Ex-US secretary of state Colin Powell dies of Covid
PBC News: Colin Powell, a US war hero and the first Black secretary of state who saw his legacy tarnished when he made the case for war in Iraq in 2003, has died from complications from Covid-19.
He was 84.
“We have lost a remarkable and loving husband, father, grandfather and a great American,” the family said in a statement posted to social media on Monday, AFP reports.
The retired four-star general and former chairman of the Joint Chiefs of Staff who served four presidents made his reputation as a man of honor distant from the political fray — an asset in the corridors of power.
After the 1991 Gulf War he was so widely respected that he was even touted as a future president of the United States, but ultimately he never ran for the White House.

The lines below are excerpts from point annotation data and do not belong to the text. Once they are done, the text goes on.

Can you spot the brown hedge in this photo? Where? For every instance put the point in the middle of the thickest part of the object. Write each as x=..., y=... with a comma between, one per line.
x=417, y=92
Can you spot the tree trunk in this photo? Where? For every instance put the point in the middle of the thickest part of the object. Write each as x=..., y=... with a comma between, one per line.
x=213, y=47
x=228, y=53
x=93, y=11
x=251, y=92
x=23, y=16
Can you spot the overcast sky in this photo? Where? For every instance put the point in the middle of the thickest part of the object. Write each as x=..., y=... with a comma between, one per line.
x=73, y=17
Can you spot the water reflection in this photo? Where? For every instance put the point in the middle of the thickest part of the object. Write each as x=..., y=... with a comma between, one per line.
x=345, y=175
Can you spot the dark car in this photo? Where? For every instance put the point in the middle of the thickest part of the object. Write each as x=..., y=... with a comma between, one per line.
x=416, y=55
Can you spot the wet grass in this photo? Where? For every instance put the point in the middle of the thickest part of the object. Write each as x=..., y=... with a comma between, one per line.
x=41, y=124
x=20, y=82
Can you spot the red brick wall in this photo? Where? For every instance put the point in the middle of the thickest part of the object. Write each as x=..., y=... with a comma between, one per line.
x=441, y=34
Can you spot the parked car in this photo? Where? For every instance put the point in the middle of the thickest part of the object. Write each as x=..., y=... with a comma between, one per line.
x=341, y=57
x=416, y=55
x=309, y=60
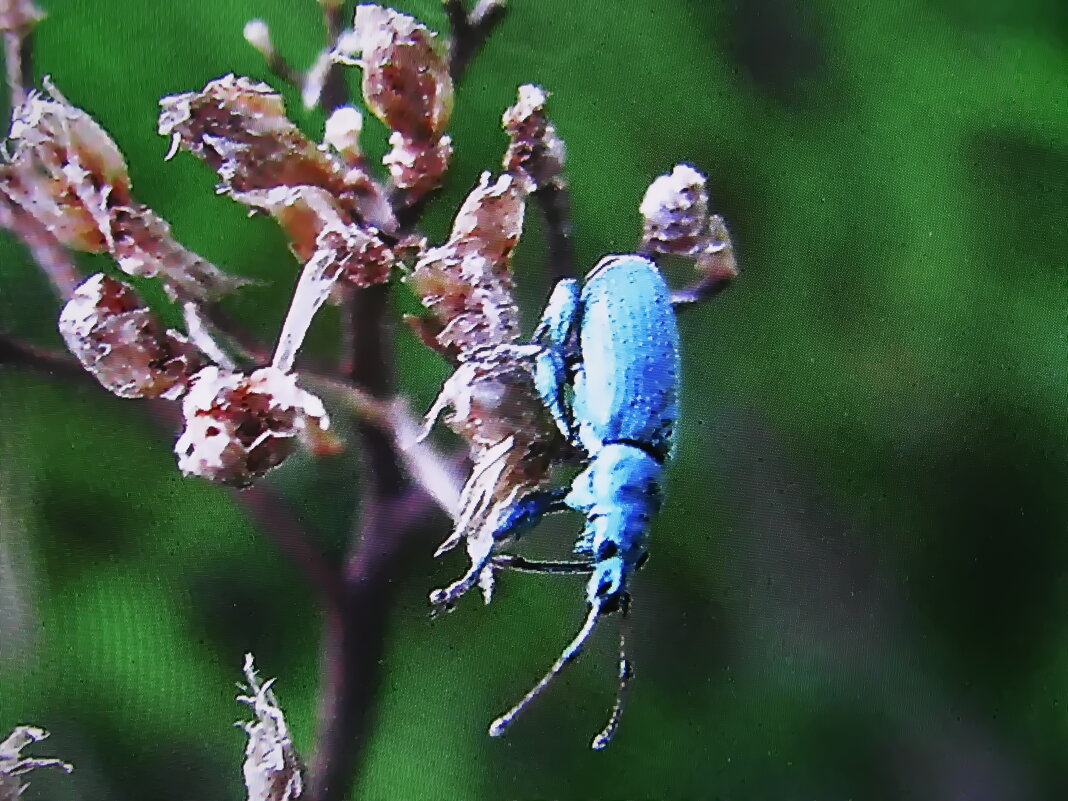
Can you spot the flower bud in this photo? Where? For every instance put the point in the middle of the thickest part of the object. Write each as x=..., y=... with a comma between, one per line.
x=675, y=213
x=406, y=81
x=467, y=282
x=343, y=131
x=239, y=426
x=535, y=152
x=418, y=165
x=118, y=339
x=272, y=768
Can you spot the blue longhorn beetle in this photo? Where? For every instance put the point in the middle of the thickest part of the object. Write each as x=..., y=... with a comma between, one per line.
x=608, y=371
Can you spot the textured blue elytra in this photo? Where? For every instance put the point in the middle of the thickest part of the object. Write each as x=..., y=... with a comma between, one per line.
x=609, y=374
x=627, y=383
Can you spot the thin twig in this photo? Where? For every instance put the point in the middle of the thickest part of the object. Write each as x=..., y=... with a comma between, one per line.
x=392, y=508
x=701, y=291
x=470, y=31
x=334, y=92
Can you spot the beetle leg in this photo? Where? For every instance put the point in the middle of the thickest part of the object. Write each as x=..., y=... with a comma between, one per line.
x=558, y=319
x=550, y=379
x=519, y=564
x=528, y=512
x=625, y=675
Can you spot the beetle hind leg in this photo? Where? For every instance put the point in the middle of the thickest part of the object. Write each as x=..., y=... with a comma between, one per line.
x=500, y=725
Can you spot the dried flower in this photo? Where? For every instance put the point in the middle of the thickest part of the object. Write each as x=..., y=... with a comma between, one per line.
x=497, y=409
x=69, y=176
x=13, y=765
x=407, y=85
x=238, y=127
x=676, y=220
x=675, y=213
x=118, y=339
x=406, y=80
x=495, y=406
x=418, y=165
x=342, y=132
x=467, y=282
x=535, y=153
x=239, y=426
x=272, y=768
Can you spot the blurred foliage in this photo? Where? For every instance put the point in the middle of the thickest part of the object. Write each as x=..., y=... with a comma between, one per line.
x=859, y=587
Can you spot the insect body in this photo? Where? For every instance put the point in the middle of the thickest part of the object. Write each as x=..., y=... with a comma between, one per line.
x=608, y=372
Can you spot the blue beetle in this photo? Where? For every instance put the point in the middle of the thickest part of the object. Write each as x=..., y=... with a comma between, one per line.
x=608, y=371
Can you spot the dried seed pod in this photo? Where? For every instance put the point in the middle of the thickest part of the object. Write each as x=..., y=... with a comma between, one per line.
x=496, y=407
x=118, y=339
x=313, y=220
x=675, y=213
x=272, y=768
x=535, y=152
x=65, y=172
x=14, y=765
x=467, y=282
x=418, y=165
x=69, y=176
x=238, y=127
x=239, y=426
x=406, y=81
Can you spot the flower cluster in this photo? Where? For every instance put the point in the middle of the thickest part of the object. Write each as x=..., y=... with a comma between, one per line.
x=68, y=176
x=407, y=85
x=272, y=769
x=119, y=340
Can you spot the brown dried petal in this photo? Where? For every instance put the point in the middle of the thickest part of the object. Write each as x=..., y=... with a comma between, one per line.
x=675, y=213
x=467, y=282
x=418, y=165
x=238, y=127
x=536, y=153
x=406, y=81
x=495, y=406
x=143, y=246
x=65, y=172
x=118, y=339
x=239, y=426
x=272, y=768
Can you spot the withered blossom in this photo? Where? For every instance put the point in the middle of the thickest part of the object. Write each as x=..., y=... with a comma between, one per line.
x=535, y=151
x=71, y=178
x=272, y=768
x=14, y=765
x=407, y=85
x=467, y=282
x=676, y=220
x=238, y=127
x=239, y=426
x=495, y=406
x=119, y=340
x=491, y=397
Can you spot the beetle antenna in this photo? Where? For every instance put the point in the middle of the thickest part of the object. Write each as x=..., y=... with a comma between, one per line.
x=626, y=673
x=500, y=725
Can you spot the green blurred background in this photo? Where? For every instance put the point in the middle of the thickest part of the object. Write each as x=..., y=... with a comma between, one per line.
x=859, y=586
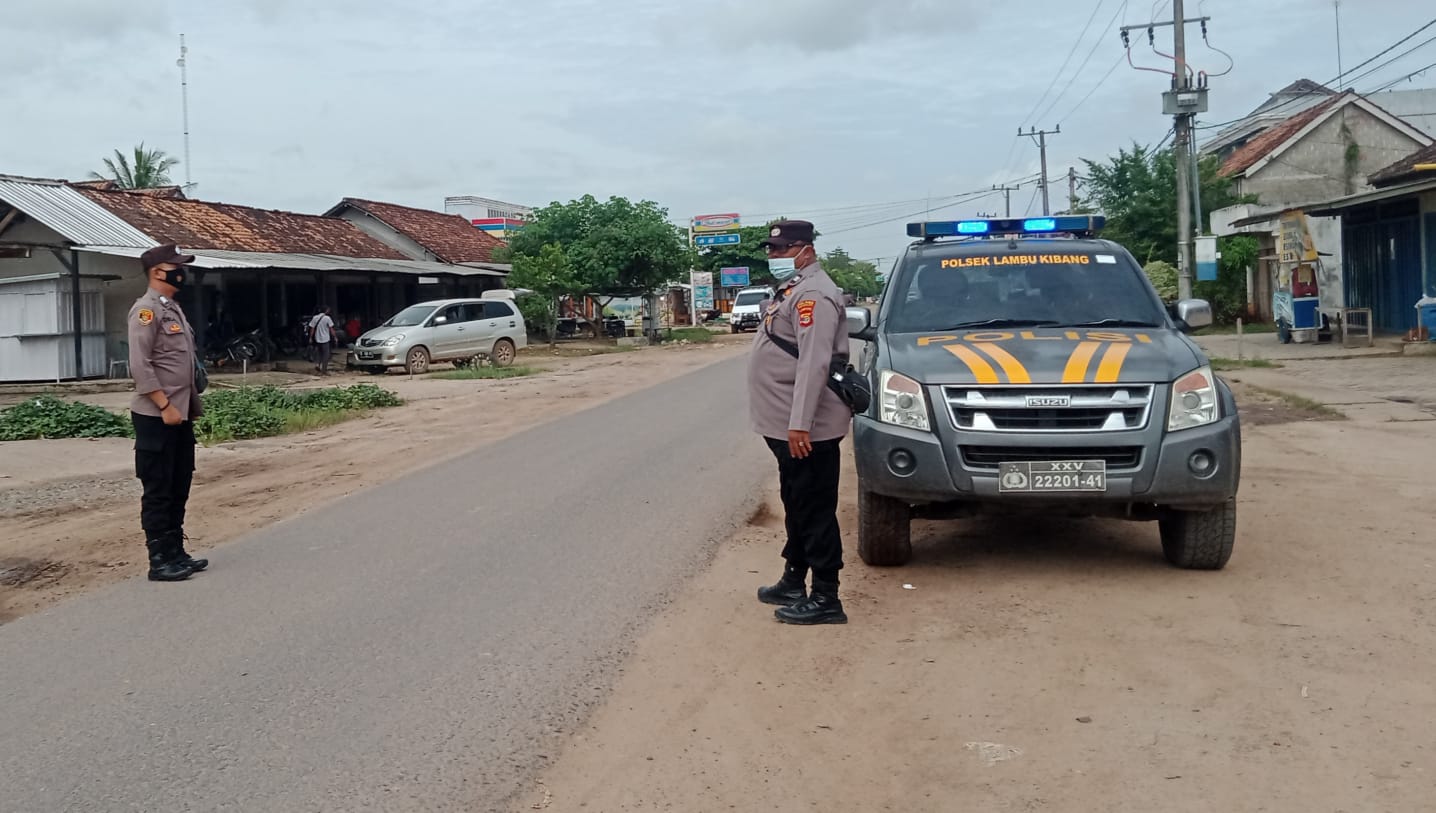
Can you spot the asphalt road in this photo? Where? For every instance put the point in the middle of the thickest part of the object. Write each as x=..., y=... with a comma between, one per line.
x=414, y=647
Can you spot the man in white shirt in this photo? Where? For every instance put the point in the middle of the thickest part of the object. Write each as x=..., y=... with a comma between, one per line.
x=322, y=335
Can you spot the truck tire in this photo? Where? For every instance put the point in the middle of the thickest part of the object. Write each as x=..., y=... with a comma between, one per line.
x=883, y=530
x=1199, y=540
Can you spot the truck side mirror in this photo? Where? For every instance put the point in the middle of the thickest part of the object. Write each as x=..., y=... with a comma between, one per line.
x=1194, y=313
x=860, y=323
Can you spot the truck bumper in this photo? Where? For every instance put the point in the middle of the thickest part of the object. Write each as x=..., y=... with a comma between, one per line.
x=929, y=467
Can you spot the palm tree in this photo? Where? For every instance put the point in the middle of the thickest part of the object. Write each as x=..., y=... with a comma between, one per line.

“General Powell is an American hero, an American example, and a great American story,” George W. Bush said as he announced the nomination of Powell, the son of Jamaican immigrants who became the Republican president’s secretary of state in 2000.
“In directness of speech, his towering integrity, his deep respect for our democracy, and his soldier’s sense of duty and honor, Colin Powell demonstrates… qualities that will make him a great representative of all the people of this country.”
But he found it hard to live down his infamous February 2003 speech to the United Nations Security Council about the alleged existence of weapons of mass destruction in Iraq — evidence which was later proven to be false.
“It’s a blot… and will always be a part of my record. It was painful. It’s painful now,” Powell said in a 2005 interview with ABC News.